In 2012, Renacci fought again for his seat after Ohio’s Republican legislature redrew the state’s district lines, eliminating two seats and overlapping his district with that of Democratic Rep. Betty Sutton.

“In a stunning and stark contrast, there is no record of Congresswoman Betty Sutton, who has been in office for the better part of a decade, ever holding a single in-person town hall meeting open to the general public — and she certainly has never done so while running to represent the 16th District,” a Renacci campaign news release said, according to Politifact Ohio, who found evidence of Sutton holding several town halls and rated Renacci’s claim “false.”

Now, however, it’s Renacci who’s been accused of dodging his constituents.

In February, he posted on his Facebook page about “a great town hall this morning with concerned citizens about the need for tax reform.” Underneath the post are over a hundred comments, many of them from constituents saying that the “town hall” was not on his calendar and was not actually open to the general public.


“I called and asked about when you were having a town hall and was told none were scheduled.

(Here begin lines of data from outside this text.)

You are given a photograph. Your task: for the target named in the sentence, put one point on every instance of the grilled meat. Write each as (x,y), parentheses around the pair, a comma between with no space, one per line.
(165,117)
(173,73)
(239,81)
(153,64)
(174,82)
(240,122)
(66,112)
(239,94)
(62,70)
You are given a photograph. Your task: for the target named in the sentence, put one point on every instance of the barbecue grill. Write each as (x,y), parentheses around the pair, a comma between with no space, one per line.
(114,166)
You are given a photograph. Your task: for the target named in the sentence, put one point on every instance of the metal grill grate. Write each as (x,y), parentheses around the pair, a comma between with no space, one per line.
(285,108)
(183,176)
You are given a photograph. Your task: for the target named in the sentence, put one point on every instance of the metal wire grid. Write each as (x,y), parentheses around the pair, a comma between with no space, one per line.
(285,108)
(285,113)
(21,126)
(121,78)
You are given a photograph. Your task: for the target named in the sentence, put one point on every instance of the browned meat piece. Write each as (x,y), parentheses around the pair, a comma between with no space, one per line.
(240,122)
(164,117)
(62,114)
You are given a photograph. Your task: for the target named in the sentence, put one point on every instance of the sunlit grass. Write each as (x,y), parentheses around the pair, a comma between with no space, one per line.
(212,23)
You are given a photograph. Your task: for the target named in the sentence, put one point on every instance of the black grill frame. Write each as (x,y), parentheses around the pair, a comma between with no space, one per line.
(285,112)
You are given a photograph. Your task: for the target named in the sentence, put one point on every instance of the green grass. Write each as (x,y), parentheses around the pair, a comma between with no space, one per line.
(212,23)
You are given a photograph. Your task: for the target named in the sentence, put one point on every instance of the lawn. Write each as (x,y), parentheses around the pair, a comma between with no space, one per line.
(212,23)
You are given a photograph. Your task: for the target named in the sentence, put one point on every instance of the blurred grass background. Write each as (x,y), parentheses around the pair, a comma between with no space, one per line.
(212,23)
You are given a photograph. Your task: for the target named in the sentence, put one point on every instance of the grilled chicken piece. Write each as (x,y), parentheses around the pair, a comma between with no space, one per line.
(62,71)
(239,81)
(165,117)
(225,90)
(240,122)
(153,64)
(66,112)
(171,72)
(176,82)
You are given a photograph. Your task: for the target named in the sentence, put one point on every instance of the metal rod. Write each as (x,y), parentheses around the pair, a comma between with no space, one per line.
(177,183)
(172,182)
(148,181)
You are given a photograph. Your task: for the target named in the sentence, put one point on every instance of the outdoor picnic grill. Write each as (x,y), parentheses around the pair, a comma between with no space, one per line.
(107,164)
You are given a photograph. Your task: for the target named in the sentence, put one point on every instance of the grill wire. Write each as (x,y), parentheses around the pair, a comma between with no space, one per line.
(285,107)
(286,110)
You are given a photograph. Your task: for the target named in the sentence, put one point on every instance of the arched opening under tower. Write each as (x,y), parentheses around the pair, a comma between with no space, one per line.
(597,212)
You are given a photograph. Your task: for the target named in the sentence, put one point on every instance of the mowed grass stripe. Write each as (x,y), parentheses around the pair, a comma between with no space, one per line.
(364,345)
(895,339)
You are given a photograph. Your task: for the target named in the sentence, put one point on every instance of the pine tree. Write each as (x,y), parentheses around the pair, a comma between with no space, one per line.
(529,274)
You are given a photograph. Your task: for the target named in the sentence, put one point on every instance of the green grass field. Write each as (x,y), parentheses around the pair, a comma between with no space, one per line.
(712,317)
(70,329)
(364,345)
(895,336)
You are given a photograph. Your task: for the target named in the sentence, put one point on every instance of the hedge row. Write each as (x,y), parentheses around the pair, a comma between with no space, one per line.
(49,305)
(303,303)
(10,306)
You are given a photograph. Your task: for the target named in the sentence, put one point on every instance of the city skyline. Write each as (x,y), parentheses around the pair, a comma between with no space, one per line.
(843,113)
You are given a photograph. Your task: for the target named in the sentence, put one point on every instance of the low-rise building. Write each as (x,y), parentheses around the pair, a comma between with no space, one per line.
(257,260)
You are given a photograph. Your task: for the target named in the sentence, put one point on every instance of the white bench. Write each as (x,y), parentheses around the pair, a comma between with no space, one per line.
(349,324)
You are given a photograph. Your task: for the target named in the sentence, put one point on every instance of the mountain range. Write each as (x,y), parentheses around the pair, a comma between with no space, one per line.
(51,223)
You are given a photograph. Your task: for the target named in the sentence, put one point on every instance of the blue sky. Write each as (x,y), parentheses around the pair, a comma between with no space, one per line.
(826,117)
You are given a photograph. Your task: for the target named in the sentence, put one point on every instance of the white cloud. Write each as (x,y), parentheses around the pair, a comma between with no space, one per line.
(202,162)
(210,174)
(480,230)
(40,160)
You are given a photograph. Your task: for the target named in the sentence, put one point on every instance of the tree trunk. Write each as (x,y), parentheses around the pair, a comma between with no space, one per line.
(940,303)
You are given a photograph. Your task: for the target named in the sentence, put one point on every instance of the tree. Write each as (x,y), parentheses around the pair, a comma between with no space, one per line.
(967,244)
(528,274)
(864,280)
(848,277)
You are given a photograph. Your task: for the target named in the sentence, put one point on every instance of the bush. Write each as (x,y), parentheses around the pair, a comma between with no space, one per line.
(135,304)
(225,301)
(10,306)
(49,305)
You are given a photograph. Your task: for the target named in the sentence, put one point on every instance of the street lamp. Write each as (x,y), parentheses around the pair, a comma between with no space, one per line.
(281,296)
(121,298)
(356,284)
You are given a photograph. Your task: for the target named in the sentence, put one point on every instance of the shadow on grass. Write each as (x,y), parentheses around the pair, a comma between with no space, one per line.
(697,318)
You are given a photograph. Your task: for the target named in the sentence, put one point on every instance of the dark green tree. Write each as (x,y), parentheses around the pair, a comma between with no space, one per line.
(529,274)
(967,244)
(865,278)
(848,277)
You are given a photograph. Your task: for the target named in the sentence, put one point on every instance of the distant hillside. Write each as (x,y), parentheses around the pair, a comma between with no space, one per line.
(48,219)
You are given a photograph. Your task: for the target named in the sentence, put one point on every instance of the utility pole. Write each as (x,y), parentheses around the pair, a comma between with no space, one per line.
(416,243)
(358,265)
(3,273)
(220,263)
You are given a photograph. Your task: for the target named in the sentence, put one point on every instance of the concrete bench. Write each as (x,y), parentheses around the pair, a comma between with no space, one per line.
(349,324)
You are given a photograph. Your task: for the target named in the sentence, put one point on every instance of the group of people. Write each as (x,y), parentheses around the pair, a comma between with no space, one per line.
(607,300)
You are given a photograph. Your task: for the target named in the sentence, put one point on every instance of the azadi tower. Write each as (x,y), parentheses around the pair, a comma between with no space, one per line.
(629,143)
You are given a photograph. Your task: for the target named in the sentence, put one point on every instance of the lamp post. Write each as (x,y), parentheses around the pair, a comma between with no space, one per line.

Christine and Shayla in your office said this was NOT a town hall, but was a campaign event. When will you be having an actual town hall open to the public? The website does not list any upcoming,” a woman who’s Facebook profile puts her in Renacci’s district replied. “You can hardly call it a town hall if you don’t invite the public,” another said.

Later in February, some of Renacci’s frustrated constituents planned a town hall of their own and invited their congressman to attend, an increasingly popular tactic citizen groups are employing in response to GOP reluctance to hold town halls.

Renacci didn’t attend, telling local media that his schedule had been booked for months and he had another obligation.

In March, Renacci announced his intention to run for governor of Ohio in 2018.